Multilingual search
Pagefind supports multilingual sites out of the box, with zero configuration.
When indexing, Pagefind will look for a lang
attribute on your html
element. Indexing will then run independently for each detected language. When Pagefind initializes in the browser it will check the same lang
attribute and load the appropriate index.
If you load Pagefind search on a page tagged as <html lang="pt-br">
, you will automatically search only the pages on the site with the same language. Pagefind will also adapt any stemming algorithms to the target language if supported. This applies to both the Pagefind JS API and the Pagefind UI.
The Pagefind UI itself is translated into a range of languages, and will adapt automatically to the page language if possible.
#Opting out of multilingual search
Setting the force language option when indexing will opt out of this feature and create one index for the site as a whole.
#Language support
Pagefind will work automatically for any language. Explicit language support improves the quality of search results and the Pagefind UI.
If word stemming is unsupported, search results won’t match across root words. If UI translations are unsupported, the Pagefind UI will be shown in English.
Language | UI Translations | Word Stemming |
---|---|---|
Afrikaans — af |
✅ | ❌ |
Arabic — ar |
❌ | ✅ |
Armenian — hy |
❌ | ✅ |
Basque — eu |
❌ | ✅ |
Bengali — bn |
✅ | ❌ |
Catalan — ca |
✅ | ✅ |
Chinese — zh |
✅ | See below |
Croatian — hr |
✅ | ❌ |
Czech — cs |
✅ | ❌ |
Danish — da |
✅ | ✅ |
Dutch — nl |
✅ | ✅ |
English — en |
✅ | ✅ |
Finnish — fi |
✅ | ✅ |
French — fr |
✅ | ✅ |
Galician — gl |
✅ | ❌ |
German — de |
✅ | ✅ |
Greek — el |
❌ | ✅ |
Hindi — hi |
✅ | ✅ |
Hungarian — hu |
✅ | ✅ |
Indonesian — id |
✅ | ✅ |
Irish — ga |
❌ | ✅ |
Italian — it |
✅ | ✅ |
Japanese — ja |
✅ | See below |
Korean — ko |
✅ | ❌ |
Lithuanian — lt |
❌ | ✅ |
Māori — mi |
✅ | ❌ |
Nepali — ne |
❌ | ✅ |
Norwegian — no |
✅ | ✅ |
Polish — pl |
✅ | ❌ |
Portuguese — pt |
✅ | ✅ |
Romanian — ro |
❌ | ✅ |
Russian — ru |
✅ | ✅ |
Serbian — sr |
✅ | ✅ |
Spanish — es |
✅ | ✅ |
Swedish — sv |
✅ | ✅ |
Tamil — ta |
✅ | ✅ |
Turkish — tr |
✅ | ✅ |
Vietnamese — vi |
✅ | ❌ |
Yiddish — yi |
❌ | ✅ |
Feel free to open an issue if there’s a language you would like better support for, or contribute a translation for Pagefind UI in your language.
#Specialized languages
This section currently applies to Chinese and Japanese languages. Specialized languages are only supported in Pagefind’s extended release, which is the default when running
npx pagefind
.
Currently when indexing, Pagefind does not support stemming for specialized languages, but does support segmentation for words not separated by whitespace.

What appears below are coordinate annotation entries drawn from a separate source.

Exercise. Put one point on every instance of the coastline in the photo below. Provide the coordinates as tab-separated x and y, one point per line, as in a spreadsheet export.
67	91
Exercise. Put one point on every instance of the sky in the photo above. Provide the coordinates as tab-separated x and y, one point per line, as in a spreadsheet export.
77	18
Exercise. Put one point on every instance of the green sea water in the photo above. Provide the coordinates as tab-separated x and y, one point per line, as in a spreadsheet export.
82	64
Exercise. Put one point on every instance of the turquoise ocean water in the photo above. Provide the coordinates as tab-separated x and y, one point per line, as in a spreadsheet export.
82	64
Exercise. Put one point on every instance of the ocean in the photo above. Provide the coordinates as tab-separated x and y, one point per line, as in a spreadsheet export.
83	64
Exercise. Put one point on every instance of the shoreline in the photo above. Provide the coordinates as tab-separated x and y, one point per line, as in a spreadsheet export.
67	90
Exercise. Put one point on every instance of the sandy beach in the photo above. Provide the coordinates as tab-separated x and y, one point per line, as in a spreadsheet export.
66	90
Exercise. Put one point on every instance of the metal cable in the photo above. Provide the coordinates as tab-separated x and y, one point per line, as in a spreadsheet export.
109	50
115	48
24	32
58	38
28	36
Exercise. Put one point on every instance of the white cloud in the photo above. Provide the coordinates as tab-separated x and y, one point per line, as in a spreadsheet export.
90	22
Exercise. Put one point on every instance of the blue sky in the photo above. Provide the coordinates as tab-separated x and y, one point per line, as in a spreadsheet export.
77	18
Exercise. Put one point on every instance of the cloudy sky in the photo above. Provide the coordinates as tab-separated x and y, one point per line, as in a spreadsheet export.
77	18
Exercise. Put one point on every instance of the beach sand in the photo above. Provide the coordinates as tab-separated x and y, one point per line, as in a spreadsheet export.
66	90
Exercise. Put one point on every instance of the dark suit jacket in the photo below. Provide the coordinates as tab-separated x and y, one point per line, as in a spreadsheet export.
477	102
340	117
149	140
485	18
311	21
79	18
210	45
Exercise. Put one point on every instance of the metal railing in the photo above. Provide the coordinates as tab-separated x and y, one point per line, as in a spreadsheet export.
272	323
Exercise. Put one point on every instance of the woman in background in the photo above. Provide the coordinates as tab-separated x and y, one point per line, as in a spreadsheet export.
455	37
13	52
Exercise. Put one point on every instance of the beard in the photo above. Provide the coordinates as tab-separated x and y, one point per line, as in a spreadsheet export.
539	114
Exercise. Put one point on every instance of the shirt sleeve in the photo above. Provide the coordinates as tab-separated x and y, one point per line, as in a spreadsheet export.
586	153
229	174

Pagefind does not yet support segmentation of the search query, so searching in the browser requires that words in the search query are separated by whitespace.
In practice, this means that on a page tagged as a zh-
language, 每個月都
will be indexed as the words 每個
, 月
, and 都
.
When searching in the browser, searching for 每個
, 月
, or 都
individually will work. Additionally, searching 每個 月 都
will return results containing each word in any order, and searching "每個 月 都"
in quotes will match 每個月都
exactly.
Searching for 每個月都
will return zero results, as Pagefind is not able to segment it into words in the browser. Work to improve this is underway and will hopefully remove this limitation in the future.